39 Radar morphology of tornadic supercells and other convective systems sampled over Texas and Oklahoma during the 2012 Deep Convective Cloud Chemistry (DC3) experiment

Monday, 5 November 2012
Symphony III and Foyer (Loews Vanderbilt Hotel)
Michael I. Biggerstaff, CIMMS/Univ. of Oklahoma, Norman, OK; and E. R. Mansell, D. P. Betten, D. R. MacGorman, D. W. Burgess, C. L. Ziegler, E. C. Bruning, and G. D. Carrie

During 15 May – 30 June 2012 numerous convective systems were sampled over the three sets of lightning mapping arrays (LMAs) stretching southwestward from eastern Oklahoma to west of Lubbock, Texas as part of the recently completed field phase of the Deep Convective Cloud Chemistry (DC3) experiment. One of the key objectives of DC3 is to relate cloud electrification to nitrous-oxide production in the upper troposphere. To understand the variability in cloud electrification associated with storm dynamics and environmental thermodynamic characteristics that affect microphysical processes that are associated with cloud electrification, mobile Doppler and dual-polarimetric radars were deployed along with in-storm electric field meters and particle imager soundings and separate environmental soundings. More than twelve convective systems were sampled over the Texas-Oklahoma domain, including two tornadic supercell thunderstorms, two non-tornadic supercells, one of which was a low-precipitation storm, and several multicell convective systems.

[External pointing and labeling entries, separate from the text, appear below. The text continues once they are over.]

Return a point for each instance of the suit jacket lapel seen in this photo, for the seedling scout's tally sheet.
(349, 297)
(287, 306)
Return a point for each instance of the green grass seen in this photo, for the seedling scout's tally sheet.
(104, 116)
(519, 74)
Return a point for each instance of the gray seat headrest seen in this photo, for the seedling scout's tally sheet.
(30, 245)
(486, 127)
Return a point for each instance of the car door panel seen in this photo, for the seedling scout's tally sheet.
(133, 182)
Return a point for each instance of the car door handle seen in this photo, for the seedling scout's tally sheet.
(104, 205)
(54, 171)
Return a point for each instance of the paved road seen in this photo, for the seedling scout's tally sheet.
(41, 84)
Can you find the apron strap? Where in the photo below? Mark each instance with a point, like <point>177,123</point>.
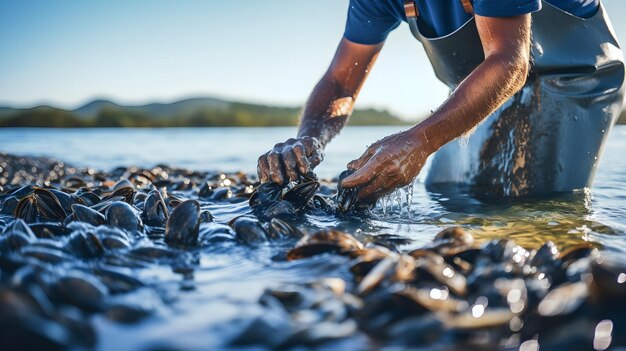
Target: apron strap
<point>467,6</point>
<point>412,13</point>
<point>411,10</point>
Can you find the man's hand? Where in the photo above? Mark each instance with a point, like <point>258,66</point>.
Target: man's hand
<point>288,160</point>
<point>387,164</point>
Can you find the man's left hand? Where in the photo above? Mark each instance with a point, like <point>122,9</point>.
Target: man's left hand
<point>387,164</point>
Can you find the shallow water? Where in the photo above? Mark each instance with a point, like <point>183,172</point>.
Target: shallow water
<point>597,215</point>
<point>222,296</point>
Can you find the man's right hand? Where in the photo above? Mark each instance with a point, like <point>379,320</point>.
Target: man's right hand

In this presentation, we will provide an overview of the radar structure of the storm systems sampled, with particular emphasis on three supercell events: (i) a transition from a two-dimensional convective line to a line of supercells, (ii) a tornadic high precipitation supercell observed in a triple Doppler network with both C and X-band dual-polarimetric radars and (iii) a classic supercell undergoing tornadogenesis within the mobile observing network.